Longwe menawarkan lima level kesetaraan (equality) sebagai dasar kriteria

untuk menilai tingkat pemberdayaan perempuan dalam setiap bidang kehidupan yang sebenarnya dapat diurai lebih jauh dengan melihat aspek kuantitas dan kualitas keterlibatan perempuan. Kelima level tersebut adalah: (1) Kontrol, Acuan kriteria kontrol menggunakan ada tidaknya partisipasi perempuan dalam proses pengambilan keputusan atas pemanfaatan faktor-faktor produksi dan distribusi manfaat terhadap fasilitas keluarga. (2) Partisipasi, diartikan sebagai keterlibatan perempuan dalam identifikasi masalah dan kebutuhan, perencanaan kegiatan, pelaksanaan kegiatan serta monitoring dan evaluasi kegiatan di lingkungan

187

keluarga. (3) Penyadaran, merupakan pemahaman terhadap perbedaan peran sex dan peran gender. Peran gender bersifat kebudayaan dan dapat diubah. Sedangkan peran sex bersifat kodrat.
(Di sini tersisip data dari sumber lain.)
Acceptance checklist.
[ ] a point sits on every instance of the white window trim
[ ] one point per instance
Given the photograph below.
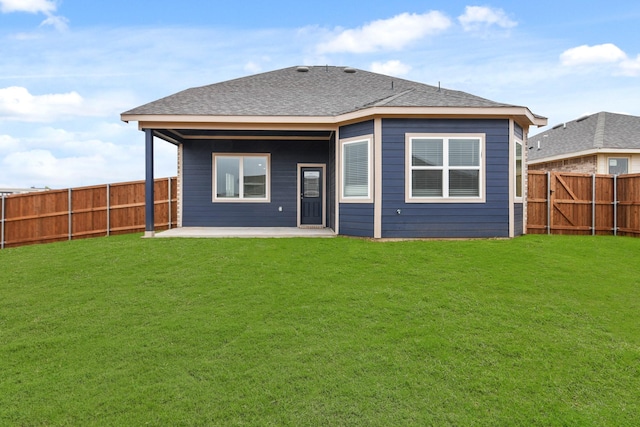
(482, 168)
(609, 158)
(357, 199)
(266, 199)
(520, 198)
Oleh karenanya perlakuan peran gender harus atas dasar persetujuan kedua belah pihak yang tidak ada dominasi diantara keduanya. (4) Akses, dimaksudkan sebagai peluang memiliki dan memanfaatkan faktor-faktor produksi dan fasilitas lain di lingkungan keluarga haruslah setara antara perempuan dan laki-laki, sehingga menjamin adanya kesetaraan dalam menggunakan kesempatan. (5) Kesejahteraan, indikator kesejahteraan adalah tingkat terpenuhinya

kebutuhan material perempuan dalam hal supply makanan, pendapatan dan

pelayanan kesehatan relatif sama dengan yang berlaku untuk laki-laki, sehingga terjadi kesetaraan antara keduanya.

Berdasarkan uraian di atas, sebagai seorang muslim sudah pasti tidak ingin larut dalam pemaknaan dan pengembangan gender yang tidak berdasar dari sumber-sumber islami. Juga, tidak ingin terpasung dalam pemahaman teks-teks agama yang tertutup, tidak memberikan ruang untuk pengembangan pemberdayaan perempuan. Solusi terbaik adalah melakukan kajian oleh tokoh agama (Islam) bersama para pakar untuk melahirkan desain pengembangan gender secara islami. Kajian dilakukan secara obyektif proporsional antara peran laki-laki dan perempuan sehingga menghasilkan kajian yang tidak bias gender. Selanjutnya keberhasilan sangat tergantung pada kesadaran dan kemauan dalam mewujudkan kesetaraan gender diantara laki-laki dan perempuan (suami-istri). Atas dasar ini, sukses kesetaraan gender akan dapat mudah dicapai.